Rei’s lawsuit does not name Judge Bibaud, but his professional background includes a 20-year stint working in the Worcester district attorney’s office prior to being successfully nominated for a judgeship by Governor Deval Patrick in 2010.  

The original saga involving State Trooper Ryan Sceviour, who claims higher-ups in the State Police conspired to order him to redact details from his October 16 arrest of Ali Bibaud, was first reported on October 26 by the Worcester-based blog Turtleboy Sports. The blog’s reporting drew other major media outlets to the story, and days after Sceviour filed his lawsuit on November 7, Governor Charlie Baker and Attorney General Maura Healey confirmed that their offices would be investigating the matter.

Sceviour in his lawsuit recalled that he included various details pertinent to Ali Bibaud’s arrest, including the fact she offered him sex in return for leniency, explained without any prompting that she offered sexual favors in order to land the heroin reported in her possession, and told Sceviour that her father happens to be a judge.

Sceviour claims that Anderson ordered him and his supervising officer to sign off on a redacted version of his original report, one which excludes details about Bibaud’s alleged propositioning and how she allegedly acquired her heroin.

Sceviour, who works out of the State Police’s barracks in Holden, first encountered Bibaud after responding to a car accident on Interstate 190 in Worcester. Bibaud plowed her car into another vehicle and failed a field sobriety test, according to police. According to Sceviour, Bibaud volunteered that she is a heroin addict, and a search of her car yielded baggies and syringes. A measuring of Bibaud’s blood-alcohol content, taken in Holden, registered 0.222 and 0.224 percent, nearly thrice the legal limit, according to police.

Rei, a drug recognition expert, recalled in her lawsuit working with Sceviour once Bibauld was brought inside the Holden barracks. Like Sceviour, Rei claims that two days after filing Bibaud’s arrest report, she was ordered to speak to Anderson regarding the arrest of “a judge’s daughter.”

Anderson reportedly told Rei that the order to redact portions of Bibaud’s arrest report were coming from McKeon and Executive Office of Public Safety and Security Secretary Daniel Bennett.
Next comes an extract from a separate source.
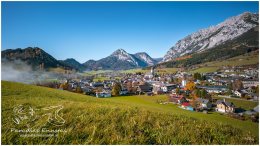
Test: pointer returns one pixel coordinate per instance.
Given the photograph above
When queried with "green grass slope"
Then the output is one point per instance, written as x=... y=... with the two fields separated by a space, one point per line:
x=119 y=120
Bennett, a Baker appointee, has not been specifically named in any of the lawsuits and has denied any involvement.

McKeon, who met with Baker on Thursday, announced his retirement from the State Police on Friday, the day Rei filed her lawsuit.

Soon after Turtleboy Sports’ initial report, Worcester Magazine reached out to Judge Bibauld, who denied any involvement in efforts to whitewash his daughter’s arrest report. Last week, however, Judge Bibauld refused to comment to reporters.

Rei claims, like Sceviour, she refused to alter Bibaud’s arrest report, risking punishment. Her lawsuit also references claims from Turtleboy Sports that Worcester County District Attorney Joe Early’s office was in cahoots with McKeon and others to change the Bibaud report.

Meanwhile, Worcester Magazine editor Walter Bird Jr., to whom Judge Bibauld dismissed claims he played any role in the altering of his daughter’s arrest report, published a column Saturday in which he professes his belief in Judge Bibaud’s denial.

According to Bird, Early has also flatly denied that his office played any role in ordering the changing of the report.

“On Saturday, after he took part in Veterans’ Day services at the Vietnam War Memorial at Greenhill Park in Worcester, Early also adamantly denied asking anyone to change the report,” Bird wrote. “And Bibaud, he said, never asked him to make such a request.”

“So, did McKeon, on the strength of a 30-year-or-so friendship with Tim Bibaud do something he doesn’t ordinarily do and order those below him to take out what comments he may not have considered relevant to the legal proceedings?”